Engelures

En passant

Chaque hiver, entre Noël et le jour de l’an, j’écris mes petits emails de la tendresse. Je profite de la période de l’entre deux, où il est non seulement un peu plus facile de dire les choses, mais aussi de les entendre. Je fais ça depuis plusieurs années, c’est une auto-tradition. J’aime bien, j’attends ça avec impatience même. C’est important pour moi.

Cette année je n’ai écrit en tout et pour tout qu’un seul mail.

Je ne suis pas certain de ce qui s’est passé. Ce n’est pas comme si je n’aimais pas les gens, ou comme si je n’avais rien à dire à personne. Mais la machine est enraillée, grimpée par une multitude de petites choses. Je ne me sentirais plus assez proche de plus assez de gens. Je me laisserais bouffer par cette torpeur hivernale, l’absence d’énergie pour gratter quelques lignes. Ou bien j’aurais l’impression d’être ridicule. Je ne sais pas. Toujours est-il que cette année et malgré les tentatives à me planter devant ma messagerie, pour moi, ça coince.

On s’est débrouillé autrement, les autres et moi. J’ai envoyé des messages instantanés timides, j’ai pris un peu des nouvelles, sous-entendu une forme ou autre d’affection. La communication était dans les deux sens puisque, comme chaque année, j’ai vu poindre le bout du nez d’une ou deux personnes dont je ne m’imaginais pas qu’elles puissent ou veuillent me dire quelque chose. Toutes ces tentatives de communication, ces moitié-dits, ça s’accumule, et ça fait tout de même de jolies fêtes. Je suis tout de même content pour ça, pour ces gens-là et pour nos mains tendues.

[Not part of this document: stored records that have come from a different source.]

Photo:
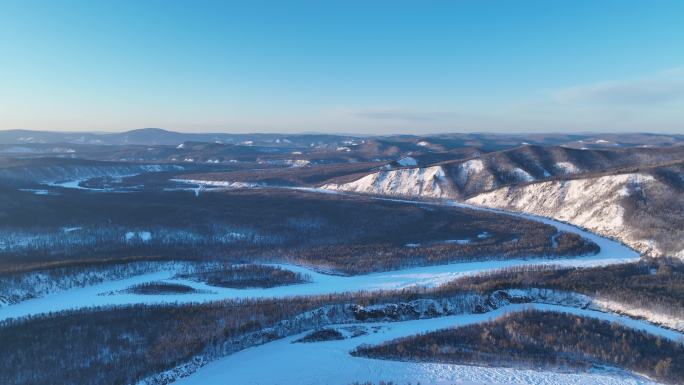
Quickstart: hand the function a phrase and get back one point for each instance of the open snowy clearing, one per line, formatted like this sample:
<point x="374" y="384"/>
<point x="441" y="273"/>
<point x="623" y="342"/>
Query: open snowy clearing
<point x="108" y="293"/>
<point x="329" y="362"/>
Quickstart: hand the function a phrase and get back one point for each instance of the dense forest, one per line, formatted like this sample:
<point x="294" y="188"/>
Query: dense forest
<point x="348" y="234"/>
<point x="536" y="339"/>
<point x="246" y="276"/>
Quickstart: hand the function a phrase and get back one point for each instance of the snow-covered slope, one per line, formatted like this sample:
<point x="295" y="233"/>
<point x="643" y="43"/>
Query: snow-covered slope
<point x="84" y="170"/>
<point x="423" y="181"/>
<point x="636" y="208"/>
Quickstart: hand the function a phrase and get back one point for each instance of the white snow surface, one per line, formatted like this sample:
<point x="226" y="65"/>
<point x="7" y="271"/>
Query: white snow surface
<point x="427" y="182"/>
<point x="593" y="203"/>
<point x="407" y="162"/>
<point x="611" y="252"/>
<point x="283" y="362"/>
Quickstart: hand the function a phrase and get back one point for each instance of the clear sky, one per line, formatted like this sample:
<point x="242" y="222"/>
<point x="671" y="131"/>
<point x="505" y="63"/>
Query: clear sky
<point x="343" y="66"/>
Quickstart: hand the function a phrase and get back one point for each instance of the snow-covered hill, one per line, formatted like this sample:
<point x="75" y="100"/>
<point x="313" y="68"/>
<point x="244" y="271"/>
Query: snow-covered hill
<point x="409" y="182"/>
<point x="637" y="208"/>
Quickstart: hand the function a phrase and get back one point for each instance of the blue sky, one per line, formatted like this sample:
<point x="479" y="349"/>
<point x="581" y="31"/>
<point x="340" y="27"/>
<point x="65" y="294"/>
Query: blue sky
<point x="343" y="66"/>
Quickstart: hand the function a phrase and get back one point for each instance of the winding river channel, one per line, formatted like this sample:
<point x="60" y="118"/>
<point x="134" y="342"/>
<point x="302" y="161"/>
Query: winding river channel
<point x="329" y="362"/>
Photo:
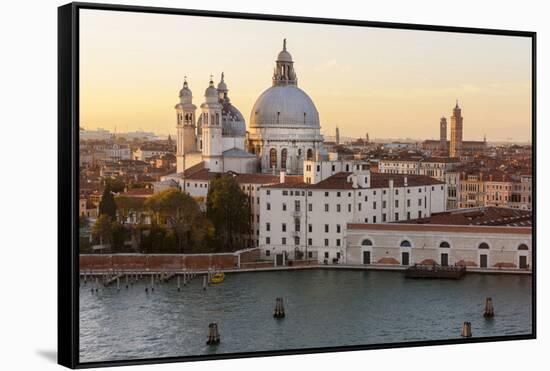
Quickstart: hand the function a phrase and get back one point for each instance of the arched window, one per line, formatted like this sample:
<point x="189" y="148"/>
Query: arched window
<point x="273" y="158"/>
<point x="283" y="158"/>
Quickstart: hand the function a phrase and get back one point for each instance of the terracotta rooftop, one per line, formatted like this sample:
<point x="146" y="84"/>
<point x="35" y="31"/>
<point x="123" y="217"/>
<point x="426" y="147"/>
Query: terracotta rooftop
<point x="486" y="216"/>
<point x="138" y="192"/>
<point x="401" y="227"/>
<point x="378" y="180"/>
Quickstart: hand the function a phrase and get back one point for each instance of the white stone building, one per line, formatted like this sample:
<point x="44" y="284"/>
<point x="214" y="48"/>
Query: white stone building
<point x="473" y="246"/>
<point x="301" y="219"/>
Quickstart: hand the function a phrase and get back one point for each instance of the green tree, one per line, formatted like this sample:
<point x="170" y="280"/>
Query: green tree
<point x="228" y="208"/>
<point x="182" y="215"/>
<point x="107" y="205"/>
<point x="102" y="229"/>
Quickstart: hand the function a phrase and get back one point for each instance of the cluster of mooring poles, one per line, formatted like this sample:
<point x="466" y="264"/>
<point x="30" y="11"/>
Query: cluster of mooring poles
<point x="108" y="279"/>
<point x="279" y="311"/>
<point x="488" y="312"/>
<point x="213" y="334"/>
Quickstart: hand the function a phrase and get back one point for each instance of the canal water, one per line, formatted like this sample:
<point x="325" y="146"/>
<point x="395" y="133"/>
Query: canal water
<point x="323" y="308"/>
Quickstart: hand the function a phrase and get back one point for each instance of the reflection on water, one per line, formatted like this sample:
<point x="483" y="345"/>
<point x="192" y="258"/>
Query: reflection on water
<point x="323" y="308"/>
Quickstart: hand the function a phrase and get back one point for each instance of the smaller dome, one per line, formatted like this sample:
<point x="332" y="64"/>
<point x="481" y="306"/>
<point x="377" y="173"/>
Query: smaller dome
<point x="284" y="56"/>
<point x="185" y="91"/>
<point x="222" y="87"/>
<point x="211" y="91"/>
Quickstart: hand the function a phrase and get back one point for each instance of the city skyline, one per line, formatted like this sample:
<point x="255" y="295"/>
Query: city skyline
<point x="370" y="89"/>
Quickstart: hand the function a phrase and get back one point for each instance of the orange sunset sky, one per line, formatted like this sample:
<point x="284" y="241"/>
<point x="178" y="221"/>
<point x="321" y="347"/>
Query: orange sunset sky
<point x="389" y="83"/>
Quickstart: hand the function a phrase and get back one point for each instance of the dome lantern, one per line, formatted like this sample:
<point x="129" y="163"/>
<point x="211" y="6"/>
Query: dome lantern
<point x="284" y="70"/>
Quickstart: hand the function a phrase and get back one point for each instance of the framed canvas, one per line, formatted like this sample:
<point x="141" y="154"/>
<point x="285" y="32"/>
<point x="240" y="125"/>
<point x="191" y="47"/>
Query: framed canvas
<point x="241" y="185"/>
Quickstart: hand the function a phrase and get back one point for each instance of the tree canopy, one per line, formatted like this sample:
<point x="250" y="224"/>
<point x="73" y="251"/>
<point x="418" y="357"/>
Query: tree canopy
<point x="228" y="208"/>
<point x="107" y="204"/>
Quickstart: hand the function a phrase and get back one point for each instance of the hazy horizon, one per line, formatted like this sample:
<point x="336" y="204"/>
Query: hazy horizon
<point x="389" y="83"/>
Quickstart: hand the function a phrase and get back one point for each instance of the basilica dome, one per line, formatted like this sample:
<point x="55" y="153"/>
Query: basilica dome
<point x="284" y="106"/>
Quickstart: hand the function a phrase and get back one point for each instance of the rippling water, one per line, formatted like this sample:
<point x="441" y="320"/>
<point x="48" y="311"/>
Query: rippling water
<point x="323" y="308"/>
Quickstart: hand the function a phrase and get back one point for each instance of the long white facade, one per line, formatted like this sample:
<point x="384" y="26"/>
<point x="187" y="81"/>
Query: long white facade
<point x="301" y="220"/>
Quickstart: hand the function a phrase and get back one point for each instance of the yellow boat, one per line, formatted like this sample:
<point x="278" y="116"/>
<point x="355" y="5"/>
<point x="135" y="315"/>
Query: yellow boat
<point x="217" y="277"/>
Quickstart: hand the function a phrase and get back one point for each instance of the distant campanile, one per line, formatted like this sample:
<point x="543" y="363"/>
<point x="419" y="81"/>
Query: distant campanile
<point x="455" y="147"/>
<point x="443" y="134"/>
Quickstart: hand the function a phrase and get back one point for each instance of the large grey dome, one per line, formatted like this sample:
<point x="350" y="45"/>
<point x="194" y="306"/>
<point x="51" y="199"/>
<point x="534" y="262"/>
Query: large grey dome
<point x="284" y="106"/>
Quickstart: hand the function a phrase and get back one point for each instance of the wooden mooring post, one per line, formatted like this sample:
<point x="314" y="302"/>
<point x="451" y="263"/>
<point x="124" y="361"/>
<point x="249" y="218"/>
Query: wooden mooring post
<point x="489" y="311"/>
<point x="279" y="311"/>
<point x="213" y="334"/>
<point x="466" y="330"/>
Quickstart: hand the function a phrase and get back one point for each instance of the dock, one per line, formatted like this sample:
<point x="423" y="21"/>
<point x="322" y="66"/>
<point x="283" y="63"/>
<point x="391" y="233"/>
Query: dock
<point x="435" y="271"/>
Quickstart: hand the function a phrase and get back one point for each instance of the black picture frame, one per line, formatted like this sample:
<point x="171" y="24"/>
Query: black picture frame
<point x="68" y="154"/>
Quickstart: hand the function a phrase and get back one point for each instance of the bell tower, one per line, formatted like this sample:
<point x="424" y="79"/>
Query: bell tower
<point x="185" y="141"/>
<point x="455" y="146"/>
<point x="212" y="129"/>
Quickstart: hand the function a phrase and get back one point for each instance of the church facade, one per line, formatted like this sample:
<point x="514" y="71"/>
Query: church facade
<point x="284" y="127"/>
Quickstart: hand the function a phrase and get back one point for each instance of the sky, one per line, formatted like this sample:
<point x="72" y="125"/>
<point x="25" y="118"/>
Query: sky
<point x="388" y="83"/>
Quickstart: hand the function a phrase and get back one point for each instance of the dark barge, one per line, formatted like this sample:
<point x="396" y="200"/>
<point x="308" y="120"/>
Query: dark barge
<point x="435" y="271"/>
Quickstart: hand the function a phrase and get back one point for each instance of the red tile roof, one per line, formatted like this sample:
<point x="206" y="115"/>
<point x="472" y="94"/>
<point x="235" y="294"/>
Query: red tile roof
<point x="487" y="216"/>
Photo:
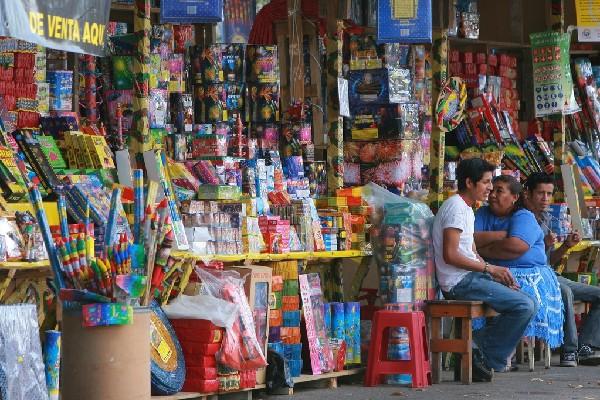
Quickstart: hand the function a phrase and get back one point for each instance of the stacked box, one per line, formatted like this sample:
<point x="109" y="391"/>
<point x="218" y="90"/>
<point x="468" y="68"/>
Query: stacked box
<point x="275" y="311"/>
<point x="200" y="341"/>
<point x="495" y="75"/>
<point x="229" y="379"/>
<point x="276" y="234"/>
<point x="352" y="332"/>
<point x="291" y="318"/>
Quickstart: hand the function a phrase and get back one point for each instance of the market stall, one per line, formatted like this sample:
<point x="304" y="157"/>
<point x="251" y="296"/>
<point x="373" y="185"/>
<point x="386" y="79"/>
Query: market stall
<point x="161" y="164"/>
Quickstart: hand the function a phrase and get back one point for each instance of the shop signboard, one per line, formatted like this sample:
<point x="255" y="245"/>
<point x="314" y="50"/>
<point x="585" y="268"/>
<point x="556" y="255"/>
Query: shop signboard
<point x="552" y="82"/>
<point x="191" y="11"/>
<point x="588" y="13"/>
<point x="404" y="21"/>
<point x="78" y="26"/>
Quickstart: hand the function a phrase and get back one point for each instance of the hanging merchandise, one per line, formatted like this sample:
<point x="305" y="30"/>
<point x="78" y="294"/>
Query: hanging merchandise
<point x="450" y="107"/>
<point x="405" y="21"/>
<point x="552" y="81"/>
<point x="191" y="11"/>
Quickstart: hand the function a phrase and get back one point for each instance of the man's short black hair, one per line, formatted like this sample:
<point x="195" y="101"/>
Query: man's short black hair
<point x="538" y="178"/>
<point x="472" y="168"/>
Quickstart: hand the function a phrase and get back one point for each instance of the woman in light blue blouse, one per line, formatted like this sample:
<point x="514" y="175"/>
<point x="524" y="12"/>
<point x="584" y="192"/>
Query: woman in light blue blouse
<point x="508" y="235"/>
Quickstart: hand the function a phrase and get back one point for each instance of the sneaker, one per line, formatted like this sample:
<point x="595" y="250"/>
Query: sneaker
<point x="568" y="359"/>
<point x="481" y="373"/>
<point x="587" y="356"/>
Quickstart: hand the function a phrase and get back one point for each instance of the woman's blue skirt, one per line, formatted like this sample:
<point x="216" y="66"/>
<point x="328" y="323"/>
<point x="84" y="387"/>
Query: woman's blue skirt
<point x="541" y="284"/>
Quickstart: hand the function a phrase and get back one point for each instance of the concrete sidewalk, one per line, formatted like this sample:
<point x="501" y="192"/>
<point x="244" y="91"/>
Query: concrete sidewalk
<point x="555" y="383"/>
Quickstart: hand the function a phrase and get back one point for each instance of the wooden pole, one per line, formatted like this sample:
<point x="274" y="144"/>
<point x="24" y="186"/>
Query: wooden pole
<point x="438" y="140"/>
<point x="140" y="141"/>
<point x="555" y="20"/>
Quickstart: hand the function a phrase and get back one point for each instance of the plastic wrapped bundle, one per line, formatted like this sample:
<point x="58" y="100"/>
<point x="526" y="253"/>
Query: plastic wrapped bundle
<point x="21" y="364"/>
<point x="401" y="240"/>
<point x="338" y="327"/>
<point x="327" y="318"/>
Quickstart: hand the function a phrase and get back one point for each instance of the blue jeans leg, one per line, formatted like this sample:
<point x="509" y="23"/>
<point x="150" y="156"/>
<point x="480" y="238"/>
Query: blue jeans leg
<point x="501" y="334"/>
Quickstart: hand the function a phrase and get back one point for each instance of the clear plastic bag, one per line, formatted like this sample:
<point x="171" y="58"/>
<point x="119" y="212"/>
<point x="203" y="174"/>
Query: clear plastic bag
<point x="402" y="247"/>
<point x="22" y="375"/>
<point x="220" y="312"/>
<point x="240" y="349"/>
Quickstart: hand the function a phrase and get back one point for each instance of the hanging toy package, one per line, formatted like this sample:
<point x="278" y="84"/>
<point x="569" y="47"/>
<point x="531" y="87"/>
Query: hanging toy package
<point x="240" y="349"/>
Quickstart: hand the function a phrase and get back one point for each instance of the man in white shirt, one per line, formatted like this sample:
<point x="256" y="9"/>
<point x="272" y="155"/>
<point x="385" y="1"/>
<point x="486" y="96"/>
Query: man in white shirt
<point x="464" y="275"/>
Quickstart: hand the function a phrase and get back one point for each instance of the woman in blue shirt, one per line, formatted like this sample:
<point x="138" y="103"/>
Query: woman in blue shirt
<point x="508" y="235"/>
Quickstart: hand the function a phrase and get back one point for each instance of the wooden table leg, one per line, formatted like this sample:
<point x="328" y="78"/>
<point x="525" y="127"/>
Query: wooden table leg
<point x="466" y="372"/>
<point x="4" y="285"/>
<point x="436" y="358"/>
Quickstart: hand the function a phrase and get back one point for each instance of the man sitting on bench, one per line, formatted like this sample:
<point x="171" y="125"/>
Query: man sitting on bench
<point x="538" y="197"/>
<point x="463" y="275"/>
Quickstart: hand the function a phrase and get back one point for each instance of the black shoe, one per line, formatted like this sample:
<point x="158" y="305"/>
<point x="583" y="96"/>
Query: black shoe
<point x="480" y="372"/>
<point x="568" y="359"/>
<point x="587" y="356"/>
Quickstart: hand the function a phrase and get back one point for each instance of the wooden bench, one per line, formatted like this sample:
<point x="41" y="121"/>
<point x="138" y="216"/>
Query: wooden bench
<point x="463" y="313"/>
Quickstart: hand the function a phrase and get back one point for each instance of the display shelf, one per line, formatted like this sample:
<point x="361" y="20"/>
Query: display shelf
<point x="201" y="396"/>
<point x="24" y="265"/>
<point x="487" y="43"/>
<point x="584" y="52"/>
<point x="331" y="376"/>
<point x="301" y="255"/>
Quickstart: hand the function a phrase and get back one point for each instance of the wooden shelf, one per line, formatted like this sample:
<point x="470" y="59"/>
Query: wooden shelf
<point x="24" y="265"/>
<point x="286" y="391"/>
<point x="329" y="375"/>
<point x="131" y="8"/>
<point x="301" y="255"/>
<point x="193" y="395"/>
<point x="490" y="44"/>
<point x="584" y="52"/>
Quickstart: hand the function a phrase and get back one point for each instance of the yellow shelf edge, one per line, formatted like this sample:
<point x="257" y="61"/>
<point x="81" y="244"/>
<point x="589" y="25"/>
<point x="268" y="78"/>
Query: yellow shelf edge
<point x="24" y="264"/>
<point x="300" y="255"/>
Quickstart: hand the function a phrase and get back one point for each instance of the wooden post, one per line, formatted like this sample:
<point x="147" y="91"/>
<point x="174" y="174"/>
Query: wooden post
<point x="140" y="141"/>
<point x="437" y="154"/>
<point x="296" y="35"/>
<point x="555" y="20"/>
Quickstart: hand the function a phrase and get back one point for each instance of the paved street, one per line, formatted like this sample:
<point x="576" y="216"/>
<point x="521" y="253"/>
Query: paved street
<point x="582" y="383"/>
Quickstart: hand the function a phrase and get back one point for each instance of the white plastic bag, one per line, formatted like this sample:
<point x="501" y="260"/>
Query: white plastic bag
<point x="220" y="312"/>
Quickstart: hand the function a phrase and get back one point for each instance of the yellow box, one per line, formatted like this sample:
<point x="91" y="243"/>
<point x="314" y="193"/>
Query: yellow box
<point x="49" y="207"/>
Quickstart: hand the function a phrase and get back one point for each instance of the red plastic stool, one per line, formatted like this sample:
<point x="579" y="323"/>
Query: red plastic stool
<point x="418" y="365"/>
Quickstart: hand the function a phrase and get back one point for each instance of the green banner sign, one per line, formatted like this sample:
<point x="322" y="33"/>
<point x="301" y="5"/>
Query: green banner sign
<point x="552" y="81"/>
<point x="78" y="26"/>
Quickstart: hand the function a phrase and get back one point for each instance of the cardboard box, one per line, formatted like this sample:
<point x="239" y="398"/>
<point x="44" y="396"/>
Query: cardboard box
<point x="259" y="278"/>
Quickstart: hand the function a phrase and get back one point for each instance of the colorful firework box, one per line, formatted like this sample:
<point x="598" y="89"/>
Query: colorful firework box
<point x="262" y="64"/>
<point x="210" y="103"/>
<point x="321" y="356"/>
<point x="368" y="87"/>
<point x="11" y="180"/>
<point x="106" y="314"/>
<point x="124" y="98"/>
<point x="264" y="102"/>
<point x="375" y="122"/>
<point x="232" y="62"/>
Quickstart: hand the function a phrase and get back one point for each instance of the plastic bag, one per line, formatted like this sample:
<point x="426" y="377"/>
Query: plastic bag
<point x="278" y="372"/>
<point x="21" y="364"/>
<point x="402" y="247"/>
<point x="240" y="349"/>
<point x="220" y="312"/>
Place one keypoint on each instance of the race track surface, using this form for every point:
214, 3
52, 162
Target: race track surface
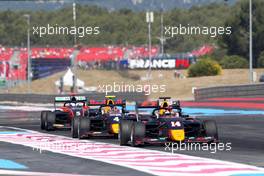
244, 132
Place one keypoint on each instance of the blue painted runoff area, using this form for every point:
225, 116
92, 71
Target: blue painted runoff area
209, 111
13, 132
8, 164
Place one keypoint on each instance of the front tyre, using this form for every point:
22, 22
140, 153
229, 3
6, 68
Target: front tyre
137, 133
50, 120
74, 127
83, 127
125, 131
43, 118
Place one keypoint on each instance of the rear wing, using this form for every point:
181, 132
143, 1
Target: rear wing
64, 99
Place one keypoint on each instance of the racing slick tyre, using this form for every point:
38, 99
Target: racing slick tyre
125, 127
83, 127
74, 127
137, 134
210, 129
43, 117
50, 120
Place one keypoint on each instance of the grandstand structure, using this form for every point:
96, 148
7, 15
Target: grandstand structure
49, 60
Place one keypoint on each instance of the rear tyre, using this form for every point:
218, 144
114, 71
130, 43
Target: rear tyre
43, 117
74, 127
50, 120
137, 133
125, 127
211, 129
83, 127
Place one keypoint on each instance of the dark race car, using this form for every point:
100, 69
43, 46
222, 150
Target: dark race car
103, 118
165, 123
71, 107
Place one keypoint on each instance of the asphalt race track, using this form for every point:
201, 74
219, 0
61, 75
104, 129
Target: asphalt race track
244, 132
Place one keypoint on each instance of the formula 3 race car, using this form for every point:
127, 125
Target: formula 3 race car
165, 123
103, 118
63, 117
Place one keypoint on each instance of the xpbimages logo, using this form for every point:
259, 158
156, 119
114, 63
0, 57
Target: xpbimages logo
79, 31
210, 147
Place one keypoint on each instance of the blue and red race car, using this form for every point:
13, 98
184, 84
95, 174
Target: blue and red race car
103, 118
163, 121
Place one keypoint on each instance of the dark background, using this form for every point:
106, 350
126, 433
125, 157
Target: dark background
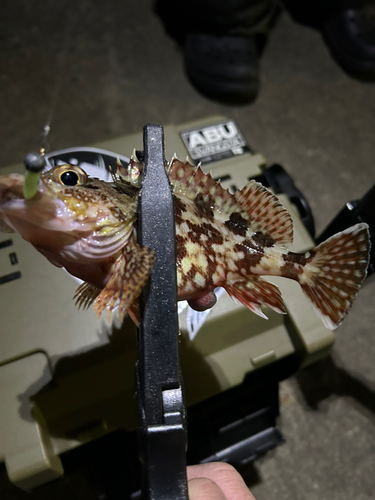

Il n’empêche, comme chaque fois que je ne parviens pas à reproduire un rituel que j’aime, je me demande dans quelle mesure c’est de ma faute, dans quelle mesure je me suis éloigné, ou bien j’ai pu repousser. Ou bien est-ce que c’est cassé en dedans. Je ne sais pas trop. Même cette note ne vient pas facilement, m’aura coûté deux tasses de café et une pause à mi-chemin pour faire autre chose.

Mais elle vient, comme les petits messages, comme le mail que je suis parvenu à rédiger et envoyer. Je ne suis pas tout seul, loin de là. Peut-être qu’il fait juste un peu froid.

Season Finale

Je sais que j’ai un éditeur depuis mi-septembre. Je le sais parce que c’est mon agent qui me l’a dit. Une fois qu’il a terminé de me raconter chez qui et jusqu’où il avait pu aller avec mon texte, il m’a avoué qu’il ne pouvait plus être mon agent. C’est terminé, il raccroche. Tout le monde est libéré de ses différentes obligations le concernant. Bien entendu, si je le souhaite, je récupère mon texte, les droits, et tout ce qui va avec. Mais ce qu’il préfèrerait, ce serait que je lui confie le livre à nouveau. Parce qu’à présent, à partir du mois prochain, il sera éditeur de littérature générale aux éditions Anne Carrière. Et, à moi comme à d’autres auteurs qu’il représentait, il nous propose de le suivre.

Pendant trois jours j’appelle mes amies et amis de confiance. Je leur expose le projet, créer une nouvelle collection, renouveler la générale chez Carrière, aller au casse-pipe de la rentrée littéraire de septembre 2018, venir se fracasser contre la vague des nouveautés dont la plupart vouées au pilon. Soit j’accepte, soit je reprends mes droits et je repars en campagne. On en parle, encore et encore. Oui, fais-le, c’est top, c’est une aventure, il y a tout à construire, fais confiance aux gens qui te font confiance. Alors après ce long week-end de conseils avisés, j’accepte.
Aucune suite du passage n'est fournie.